For The Time Being.   There Is That.
                      I'm Not Just Saying That.
   I Just Couldn't Help Myself.             I Mean It.

"Words That Make My Stomach Plummet" by Mira McEwan, from Ecstatic. © Allbook Books, 2007. Reprinted with permission. (buy now)

It's the birthday of Joseph Heller, (books by this author) born in Brooklyn, New York (1923). He grew up in the Coney Island surrounded by Ferris wheels, cotton candy, and con artists. During World War II, he flew bomber missions. Most of his targets were bridges, but he once had to bomb a village, and that made him uncomfortable. He always felt a little guilty in between missions, sitting around while his friends were out risking their lives, but one of his tent mates had a typewriter, so he started writing stories to pass the time. Several years after the war, he began to write Catch-22, which was published in 1961.

In the novel, a World War II bomber pilot named Yossarian tries to get himself declared insane so he can stop flying bombing missions. Unfortunately, there is a regulation called Catch-22, stating that if you want out of combat duty you aren't crazy. Heller wrote, "[A pilot] would be crazy to fly more missions and sane if he didn't, but if he was sane he had to fly them. If he flew them he was crazy and didn't have to; but if he didn't want to he was sane and had to."

It's the birthday of Bobbie Ann Mason,(books by this author) born in Mayfield, Kentucky (1940). She grew up on a dairy farm reading Nancy Drew novels, studied journalism in college, went to work for a magazine where she wrote about teenage film stars, and then went to graduate school and wrote a Ph.D. dissertation on Nabokov's Ada.

She did not begin writing fiction until her 30s. She said, "Around 1978, I realized that I could write contemporary stories about western Kentucky, and that was the big move for me." She began submitting stories to The New Yorker and though many were rejected, an editor showed interest in her writing and feeling encouraged, she worked harder and wrote faster. In the span of a year of a half, she had submitted 20 stories. The first 19 were rejected, but the magazine bought her 20th submission and in 1980 published her first story.

She said, "It took me a long time to discover my material. It wasn't a matter of developing writing skills, it was a matter of knowing how to see things. And it took me a very long time to grow up. I'd been writing for a long time, but was never able to see what there was to write about. I always aspired to things away from home, so it took me a long time to look back at home and realize that that's where the center of my thought was."

She wrote a memoir, Clear Springs, published in 1999. She said, "I think it's a natural impulse to want to find some kind of coherence and meaning in your life, to find that it has a narrative, and that there are patterns. There are themes in your life, and themes that connect back to previous generations. You can see where you fit into the puzzle. Your life starts to make sense, in terms of what you've done before and what you're doing now."
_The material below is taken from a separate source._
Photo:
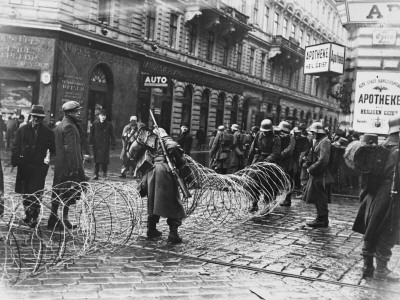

Her short-story collections include Shiloh and Other Stories (1982), Midnight Magic (1998), and Zigzagging Down a Wild Trail (2001). She's written several novels, including In Country (1985), Spence + Lila (1988), and An Atomic Romance (2005).

She said, "Since Huckleberry Finn, or thereabouts, it seemed that all American literature was about the alienated hero. I had a vague sense that I wanted to violate that somehow, that I was sick of reading about the alienated hero. I think where I wind up now is writing about people who are trying to get into the mainstream, or they're in the mainstream, just trying to live their lives the best they can. Because the mainstream itself is the arena of action.''

It's the birthday of screenwriter and novelist Terry Southern, (books by this author) born in Alvarado, Texas (1924). His first novel, Flash and Filigree, came out in 1958. His second, The Magic Christian (1960), was not a popular success, but it did earn him the admiration of Stanley Kubrick, who invited him to collaborate on the screenplay for Doctor Strangelove or: How I Learned to Stop Worrying and Love the Bomb, which appeared in (1963). Life magazine called it "a film so original, irreverent and appalling that it practically divided the nation into two enemy camps." And film critic Robert Sklar said was one of the most important films of the 1960s because "it satirized the cold-war mentality and helped lay the groundwork for the 1960s counterculture." It was nominated for an Academy Award, as was another of Southern's screenplays, Easy Rider (1969).

His photo appeared in the collage on the cover of the Beatles' album Sgt. Pepper's Lonely Hearts Club Band. He said, "The important thing in writing is the capacity to astonish. Not shock—shock is a worn-out word—but astonish. The world has no grounds whatever for complacency."